Triage

46º and sunny all the way around ~ heading up to a perfect 68º and sending a hurry-up signal to spring for all of my friends in the upper Midwest who have been dealing with snow!

Collage excerpt: curtains and window with light coming through, puzzle piece of a map, orange butterfly, river, text "just the beginning"
Excerpt from “The Beginning”

When life hands you many great opportunities all at once — no — when you’ve worked hard and created many great opportunities for yourself all at once, life itself can become a bit overwhelming. Burnout may occur. (For me, this was not a “may” but a “did.”) With multiple projects to juggle, alongside home/family/friend responsibilities, recreation & downtime, I’ve started thinking about my daily work in terms of triage.

At first, this sounds dire. It calls to mind mass casualties and the need to put worst cases first. It seems to buy into a life of running around putting out fires, and I confess, that’s how I tried to live my life once all the great opportunities arrived. However, I’ve recently recast the idea of triaging things that need my attention into a more positive light. Instead of prioritizing the most difficult, pressing, or complex task, I am now prioritizing (or trying to) those tasks that match my goals and values.

This change in approach is largely due to working with my therapist post-burnout. She uses, and I recommend, the Values Cards by Marie McNamara and John Veeken as a way to examine your core values and to reset your goals around those values.
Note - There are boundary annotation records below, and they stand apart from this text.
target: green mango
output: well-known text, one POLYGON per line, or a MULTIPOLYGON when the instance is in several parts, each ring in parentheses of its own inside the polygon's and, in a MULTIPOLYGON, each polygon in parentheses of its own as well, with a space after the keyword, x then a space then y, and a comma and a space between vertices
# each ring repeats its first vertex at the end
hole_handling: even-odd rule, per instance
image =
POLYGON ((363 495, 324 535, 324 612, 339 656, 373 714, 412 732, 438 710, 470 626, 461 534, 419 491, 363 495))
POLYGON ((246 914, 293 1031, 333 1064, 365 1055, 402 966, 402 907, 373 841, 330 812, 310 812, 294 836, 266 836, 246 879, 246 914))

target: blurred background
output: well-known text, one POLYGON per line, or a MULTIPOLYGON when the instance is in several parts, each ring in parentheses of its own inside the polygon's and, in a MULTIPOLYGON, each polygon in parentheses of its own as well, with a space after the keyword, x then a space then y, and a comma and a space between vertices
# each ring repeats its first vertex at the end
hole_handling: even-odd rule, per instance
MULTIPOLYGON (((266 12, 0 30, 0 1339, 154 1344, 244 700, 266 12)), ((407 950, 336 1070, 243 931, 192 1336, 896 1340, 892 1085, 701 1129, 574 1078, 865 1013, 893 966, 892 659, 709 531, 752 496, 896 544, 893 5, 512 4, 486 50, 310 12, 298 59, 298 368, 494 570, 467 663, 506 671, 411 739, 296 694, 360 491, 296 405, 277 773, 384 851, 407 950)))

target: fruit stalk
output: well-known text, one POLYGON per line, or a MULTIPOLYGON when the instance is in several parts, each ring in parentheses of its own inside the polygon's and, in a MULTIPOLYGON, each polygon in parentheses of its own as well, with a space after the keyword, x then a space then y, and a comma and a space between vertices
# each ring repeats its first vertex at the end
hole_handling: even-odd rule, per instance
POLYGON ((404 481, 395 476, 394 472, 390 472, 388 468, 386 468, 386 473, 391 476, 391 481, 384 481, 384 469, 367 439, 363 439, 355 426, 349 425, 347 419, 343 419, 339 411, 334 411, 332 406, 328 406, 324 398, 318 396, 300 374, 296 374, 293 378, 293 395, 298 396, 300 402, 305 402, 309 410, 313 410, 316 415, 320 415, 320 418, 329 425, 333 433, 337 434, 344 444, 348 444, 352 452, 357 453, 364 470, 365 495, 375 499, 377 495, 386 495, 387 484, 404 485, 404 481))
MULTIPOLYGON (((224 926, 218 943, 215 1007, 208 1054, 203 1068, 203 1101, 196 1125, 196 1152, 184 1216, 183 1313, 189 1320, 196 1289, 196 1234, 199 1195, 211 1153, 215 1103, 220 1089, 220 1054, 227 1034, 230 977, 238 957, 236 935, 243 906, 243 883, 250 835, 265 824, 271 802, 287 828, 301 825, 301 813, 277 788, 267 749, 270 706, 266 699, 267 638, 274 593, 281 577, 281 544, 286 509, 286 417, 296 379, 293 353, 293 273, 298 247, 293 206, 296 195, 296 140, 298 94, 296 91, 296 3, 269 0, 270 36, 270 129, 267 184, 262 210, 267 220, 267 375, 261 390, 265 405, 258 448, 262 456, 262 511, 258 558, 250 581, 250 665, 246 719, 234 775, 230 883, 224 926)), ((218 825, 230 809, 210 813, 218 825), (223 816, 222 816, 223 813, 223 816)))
In fact, I ended up buying my own pack of these cards. I don’t use them often, but I can see revisiting them every year to double check where I am and where I want to go.

Based on my use of the pack, CREATIVITY arose as one of my top 3 values, and stayed there when I revisited the cards 3 months later. Through therapy, I came to see how failing to prioritize time for creative acts was one cause for my burnout. My life was out of balance and, eventually, my mind and body rebelled against it. Re-committing to this blog is one way I plan to reconnect with creative acts on a regular basis. In the past, posting draft notes of new poems kept me accountable to a goal of writing my third book, and I plan to use posting about creative acts in the same way.

Today’s creative act: In the midst of a very busy time in terms of teaching duties, I paused this morning to read for pleasure. The book: The Memory of Now by Geet Chaturvedi, translated by Anita Gopalan, and publised in a beautiful art book edition by Anomalous Press. I picked this up at AWP last month; it doesn’t look like it is available for distribution/purchase yet, but you might want to bookmark it.